Proclaimed by Gov. Steve Sisolak and designated by the Association for Career and Technical Education, the month recognizes the positive impacts of CTE programs on Nevada’s students and workforce.
“Throughout Nevada, Career and Technical Education programs are delivering real results, giving our economy a competitive edge, and preparing our learners for high-skill, high-wage, and in-demand careers in Nevada,” said Jhone Ebert, state superintendent of public instruction. “It is our priority to ensure each and every child has equitable access to CTE opportunities, as students who engage in these programs are proven to be more engaged, earn industry-recognized credentials, and have careers that are both rewarding and family-sustaining.”
Before the COVID-19 pandemic, Sisolak said Nevada experienced a skills gap with 51% of jobs requiring specialized skills training, and only 48% of Nevada workers were trained at this level.

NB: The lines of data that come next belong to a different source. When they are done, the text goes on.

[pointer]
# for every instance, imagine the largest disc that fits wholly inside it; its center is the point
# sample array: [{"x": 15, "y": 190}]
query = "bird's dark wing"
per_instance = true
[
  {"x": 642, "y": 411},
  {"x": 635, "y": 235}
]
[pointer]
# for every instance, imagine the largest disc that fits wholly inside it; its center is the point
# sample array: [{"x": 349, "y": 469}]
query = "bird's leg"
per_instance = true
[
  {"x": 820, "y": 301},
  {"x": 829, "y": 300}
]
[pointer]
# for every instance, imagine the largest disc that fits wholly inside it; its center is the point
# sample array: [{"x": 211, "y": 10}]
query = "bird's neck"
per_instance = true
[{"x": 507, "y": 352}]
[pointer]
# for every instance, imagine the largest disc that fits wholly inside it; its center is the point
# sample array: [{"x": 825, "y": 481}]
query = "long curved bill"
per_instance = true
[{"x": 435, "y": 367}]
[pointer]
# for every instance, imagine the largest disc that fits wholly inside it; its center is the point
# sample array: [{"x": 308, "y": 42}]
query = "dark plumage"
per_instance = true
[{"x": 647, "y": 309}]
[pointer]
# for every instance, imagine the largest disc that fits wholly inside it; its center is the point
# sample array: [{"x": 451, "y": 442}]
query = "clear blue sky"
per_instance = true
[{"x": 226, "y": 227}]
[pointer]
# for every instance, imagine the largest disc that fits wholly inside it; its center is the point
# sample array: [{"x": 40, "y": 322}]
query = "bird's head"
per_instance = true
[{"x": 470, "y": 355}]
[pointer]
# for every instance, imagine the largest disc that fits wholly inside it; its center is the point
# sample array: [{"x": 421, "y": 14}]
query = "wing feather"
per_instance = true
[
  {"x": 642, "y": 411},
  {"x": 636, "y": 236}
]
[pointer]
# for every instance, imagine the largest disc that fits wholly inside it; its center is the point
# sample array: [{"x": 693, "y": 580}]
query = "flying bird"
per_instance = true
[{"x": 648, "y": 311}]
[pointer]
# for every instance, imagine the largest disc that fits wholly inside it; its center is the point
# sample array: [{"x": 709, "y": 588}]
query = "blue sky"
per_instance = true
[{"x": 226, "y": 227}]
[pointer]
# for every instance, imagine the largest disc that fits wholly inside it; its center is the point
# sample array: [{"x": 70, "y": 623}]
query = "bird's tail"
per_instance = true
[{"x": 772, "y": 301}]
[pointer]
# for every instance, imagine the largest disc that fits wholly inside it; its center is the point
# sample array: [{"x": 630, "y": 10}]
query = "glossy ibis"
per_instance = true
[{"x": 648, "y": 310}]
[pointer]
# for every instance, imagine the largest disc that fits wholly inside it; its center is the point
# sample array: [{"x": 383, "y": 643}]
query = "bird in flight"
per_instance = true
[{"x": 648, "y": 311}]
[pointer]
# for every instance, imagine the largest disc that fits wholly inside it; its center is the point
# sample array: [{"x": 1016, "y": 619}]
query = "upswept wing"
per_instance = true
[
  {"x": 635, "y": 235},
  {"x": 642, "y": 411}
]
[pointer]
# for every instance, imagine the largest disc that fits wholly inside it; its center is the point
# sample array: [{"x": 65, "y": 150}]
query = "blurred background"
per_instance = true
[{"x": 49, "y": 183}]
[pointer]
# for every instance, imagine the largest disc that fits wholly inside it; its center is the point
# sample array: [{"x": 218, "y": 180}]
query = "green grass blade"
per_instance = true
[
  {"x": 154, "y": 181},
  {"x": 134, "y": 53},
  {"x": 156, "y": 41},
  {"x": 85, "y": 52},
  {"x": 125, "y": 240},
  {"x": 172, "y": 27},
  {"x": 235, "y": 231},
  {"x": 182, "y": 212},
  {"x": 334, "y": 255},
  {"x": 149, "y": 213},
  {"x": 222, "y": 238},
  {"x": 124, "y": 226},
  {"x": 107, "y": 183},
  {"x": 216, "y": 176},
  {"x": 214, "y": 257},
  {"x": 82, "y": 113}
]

“Through CTE programs and innovative partnerships with our business community, we can help to fill these gaps and ensure that our students and economy thrive well into the future,” Sisolak said. “I commend Superintendent Ebert, the Nevada Department of Education, CTE educators, and everyone involved for their leadership and vision in bringing these programs to life.”
Some facts and statistics related to CTE in Nevada include the following:
Nevada has CTE strands in all 16 National Career Clusters available to students throughout the state, with innovative programs of study in healthcare, information technology, advanced manufacturing, construction, agriculture, and more.
Students who participate in CTE programs experience higher graduation rates than their peers, with a 91.72% graduation rate for CTE students in the class of 2021, compared to an 81.31% statewide average graduation rate.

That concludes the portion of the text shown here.